On 23 October, Lynch ruled that "Soldier F" was not guilty and acquitted him of all charges, stating that "evidence presented by the Crown falls way short of standard" to prove guilt beyond reasonable doubt. He highlighted how statements from "Soldier H" and "Soldier G" could not be relied upon as they had both committed perjury at previous legal inquiries, and they potentially had ulterior motives to name "Soldier F" as a participant in their own murderous activities on the day in question.

In a response to a parliamentary question from Colum Eastwood, it was revealed that the UK government had spent over £4 million of taxpayer's money defending "Soldier F" from prosecution, much of which related to legal fees but also included the costs of flights and accommodation for the former paratrooper.

== Public naming ==
Soldier F was granted anonymity by a judge concluding that "a real risk does exist" to Soldier F's life and that he was right to "feel genuine fear".
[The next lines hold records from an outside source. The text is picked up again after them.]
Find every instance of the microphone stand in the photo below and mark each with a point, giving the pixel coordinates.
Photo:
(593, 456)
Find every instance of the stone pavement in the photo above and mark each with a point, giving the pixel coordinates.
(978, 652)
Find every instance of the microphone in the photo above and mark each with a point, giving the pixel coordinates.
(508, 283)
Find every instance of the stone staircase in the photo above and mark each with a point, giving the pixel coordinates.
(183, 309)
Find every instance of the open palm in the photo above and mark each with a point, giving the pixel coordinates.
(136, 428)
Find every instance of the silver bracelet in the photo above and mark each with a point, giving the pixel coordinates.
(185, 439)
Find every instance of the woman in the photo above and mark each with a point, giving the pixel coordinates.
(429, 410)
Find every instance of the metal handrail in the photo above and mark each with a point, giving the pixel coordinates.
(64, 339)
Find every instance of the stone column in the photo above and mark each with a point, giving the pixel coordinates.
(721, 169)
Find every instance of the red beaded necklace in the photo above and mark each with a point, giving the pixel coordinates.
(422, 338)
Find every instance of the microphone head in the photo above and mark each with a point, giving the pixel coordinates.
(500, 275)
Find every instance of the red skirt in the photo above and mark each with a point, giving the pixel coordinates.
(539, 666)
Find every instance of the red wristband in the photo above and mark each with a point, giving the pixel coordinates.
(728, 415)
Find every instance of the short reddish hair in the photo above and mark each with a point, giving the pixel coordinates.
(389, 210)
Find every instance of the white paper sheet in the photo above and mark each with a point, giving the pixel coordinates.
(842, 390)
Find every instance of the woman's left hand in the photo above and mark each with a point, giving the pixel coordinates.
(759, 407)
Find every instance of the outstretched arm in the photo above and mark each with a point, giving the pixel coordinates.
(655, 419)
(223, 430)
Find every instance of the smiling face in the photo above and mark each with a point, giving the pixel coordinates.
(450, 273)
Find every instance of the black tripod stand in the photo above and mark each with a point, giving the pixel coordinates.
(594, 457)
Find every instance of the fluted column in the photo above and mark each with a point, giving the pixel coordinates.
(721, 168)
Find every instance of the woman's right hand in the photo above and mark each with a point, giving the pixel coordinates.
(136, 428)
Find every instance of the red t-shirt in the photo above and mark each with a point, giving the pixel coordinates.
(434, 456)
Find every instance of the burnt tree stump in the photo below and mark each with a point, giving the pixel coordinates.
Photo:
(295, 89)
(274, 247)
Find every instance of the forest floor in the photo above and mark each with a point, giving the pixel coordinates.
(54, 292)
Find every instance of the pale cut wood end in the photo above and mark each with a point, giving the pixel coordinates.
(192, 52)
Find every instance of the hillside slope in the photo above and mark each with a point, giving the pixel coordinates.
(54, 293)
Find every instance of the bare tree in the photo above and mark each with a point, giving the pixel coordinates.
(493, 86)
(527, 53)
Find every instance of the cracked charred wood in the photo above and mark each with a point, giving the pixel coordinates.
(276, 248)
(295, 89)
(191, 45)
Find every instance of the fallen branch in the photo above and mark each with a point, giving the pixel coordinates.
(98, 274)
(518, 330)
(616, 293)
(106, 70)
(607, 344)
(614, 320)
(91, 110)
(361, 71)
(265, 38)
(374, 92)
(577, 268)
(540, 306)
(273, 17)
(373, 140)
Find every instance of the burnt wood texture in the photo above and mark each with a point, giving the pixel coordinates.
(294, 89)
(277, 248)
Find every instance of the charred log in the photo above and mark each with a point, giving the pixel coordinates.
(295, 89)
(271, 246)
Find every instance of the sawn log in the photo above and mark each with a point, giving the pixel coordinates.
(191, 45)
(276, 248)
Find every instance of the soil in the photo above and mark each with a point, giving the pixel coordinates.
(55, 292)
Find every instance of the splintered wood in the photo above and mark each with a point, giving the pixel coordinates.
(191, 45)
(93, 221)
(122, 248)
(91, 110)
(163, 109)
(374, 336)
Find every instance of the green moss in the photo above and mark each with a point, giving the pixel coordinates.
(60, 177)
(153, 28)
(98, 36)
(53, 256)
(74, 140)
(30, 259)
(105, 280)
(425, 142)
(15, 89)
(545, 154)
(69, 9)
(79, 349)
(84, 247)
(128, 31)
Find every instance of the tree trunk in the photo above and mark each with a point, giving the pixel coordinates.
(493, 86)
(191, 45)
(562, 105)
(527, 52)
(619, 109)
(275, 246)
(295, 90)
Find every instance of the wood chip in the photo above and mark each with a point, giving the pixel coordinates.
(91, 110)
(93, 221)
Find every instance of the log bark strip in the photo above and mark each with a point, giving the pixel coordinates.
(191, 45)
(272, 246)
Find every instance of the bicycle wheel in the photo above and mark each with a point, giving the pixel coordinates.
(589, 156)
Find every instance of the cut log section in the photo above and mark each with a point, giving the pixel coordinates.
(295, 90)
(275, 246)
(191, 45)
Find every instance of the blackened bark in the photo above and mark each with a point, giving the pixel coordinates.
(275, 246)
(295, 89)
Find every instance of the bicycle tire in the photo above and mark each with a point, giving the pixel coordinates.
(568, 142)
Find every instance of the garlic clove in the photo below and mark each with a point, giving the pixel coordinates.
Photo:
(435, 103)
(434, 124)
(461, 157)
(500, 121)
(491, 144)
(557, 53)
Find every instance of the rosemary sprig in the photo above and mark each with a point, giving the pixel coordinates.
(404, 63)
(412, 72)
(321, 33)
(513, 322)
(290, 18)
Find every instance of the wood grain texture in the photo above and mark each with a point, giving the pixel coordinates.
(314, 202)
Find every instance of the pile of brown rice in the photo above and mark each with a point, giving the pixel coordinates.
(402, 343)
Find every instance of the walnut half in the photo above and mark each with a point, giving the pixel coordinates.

SDLP leader Colum Eastwood controversially used parliamentary privilege to name Soldier F in the House of Commons on 13 July 2021, stating that "for 50 years he has been granted anonymity and now the government want to grant him an amnesty", and that "no one involved in murder during the Troubles should be granted an amnesty." Eastwood stated that he received death threats for doing so. Lindsay Hoyle, Speaker of the House of Commons, said that Eastwood "broke no rules" in doing so. Soldier F's name "appeared on the Bogside's iconic Free Derry Corner and was widely known in Derry" when Eastwood named him.

On 9 February 2022, Peadar Tóibín named Soldier F in the Dáil Éireann, stating that "we need to make sure that people know" the names of "the alphabet of British Army perpetrators of murder". Dáil privilege protects him from being sued for defamation.

News media such as the BBC and The Journal did not name Soldier F for legal reasons.